Restore Anything Pipeline: Segment Anything Meets Image Restoration
This work provides a user-friendly, interactive approach for image restoration that allows per-object control, addressing preferences in applications like photography and digital media, though it is incremental as it builds on existing segmentation and restoration models.
The paper tackles the problem of image restoration by addressing the limitation of existing methods that treat the entire image uniformly, introducing the Restore Anything Pipeline (RAP) which integrates the Segment Anything Model for per-object restoration and user control, resulting in superior visual outcomes compared to state-of-the-art methods in tasks like deblurring, denoising, and JPEG artifact removal.

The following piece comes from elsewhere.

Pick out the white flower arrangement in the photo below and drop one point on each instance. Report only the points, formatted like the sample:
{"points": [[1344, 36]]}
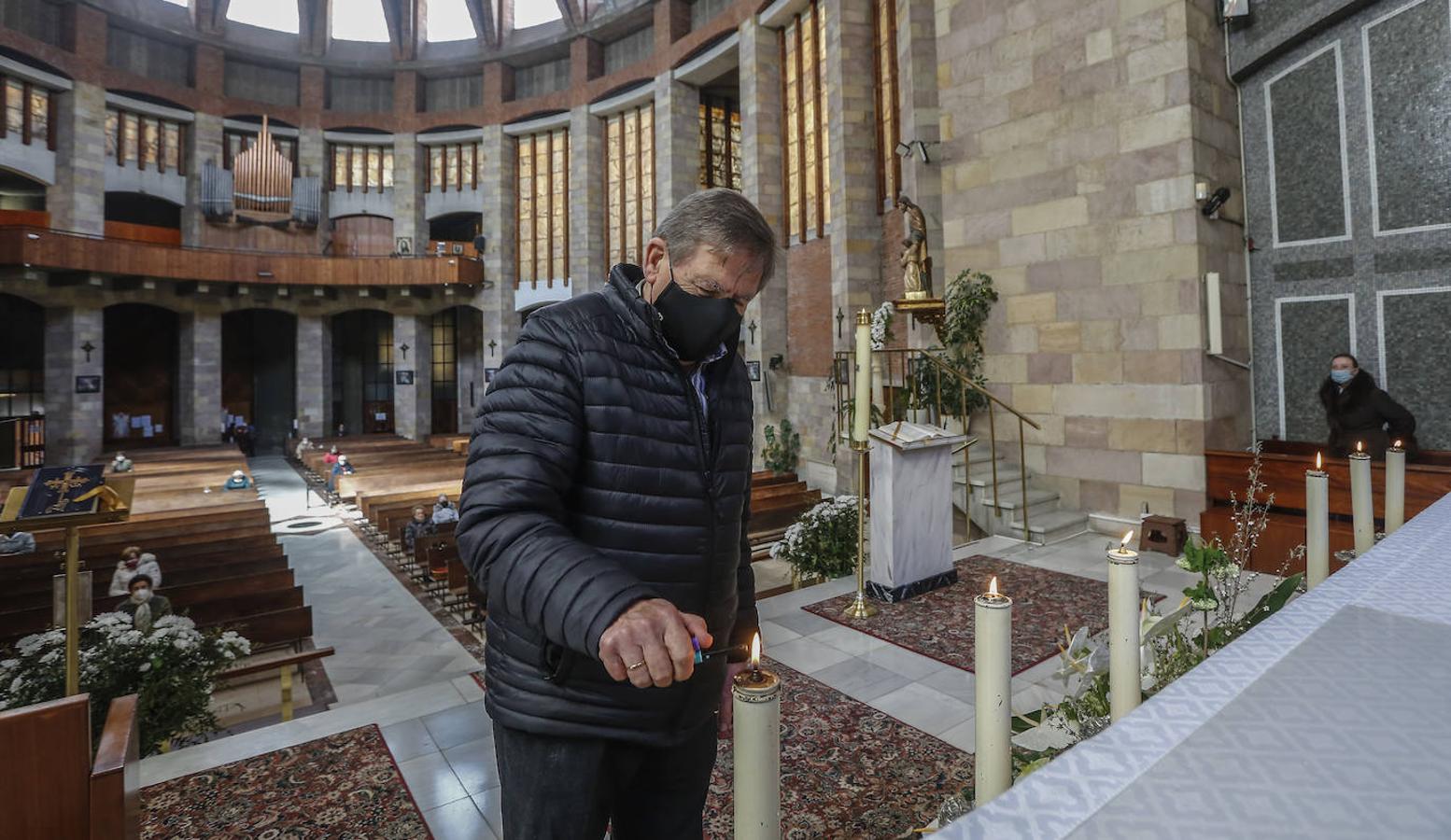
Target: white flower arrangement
{"points": [[882, 325]]}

Recent image restoration methods have produced significant advancements using deep learning. However, existing methods tend to treat the whole image as a single entity, failing to account for the distinct objects in the image that exhibit individual texture properties. Existing methods also typically generate a single result, which may not suit the preferences of different users. In this paper, we introduce the Restore Anything Pipeline (RAP), a novel interactive and per-object level image restoration approach that incorporates a controllable model to generate different results that users may choose from. RAP incorporates image segmentation through the recent Segment Anything Model (SAM) into a controllable image restoration model to create a user-friendly pipeline for several image restoration tasks. We demonstrate the versatility of RAP by applying it to three common image restoration tasks: image deblurring, image denoising, and JPEG artifact removal. Our experiments show that RAP produces superior visual results compared to state-of-the-art methods. RAP represents a promising direction for image restoration, providing users with greater control, and enabling image restoration at an object level.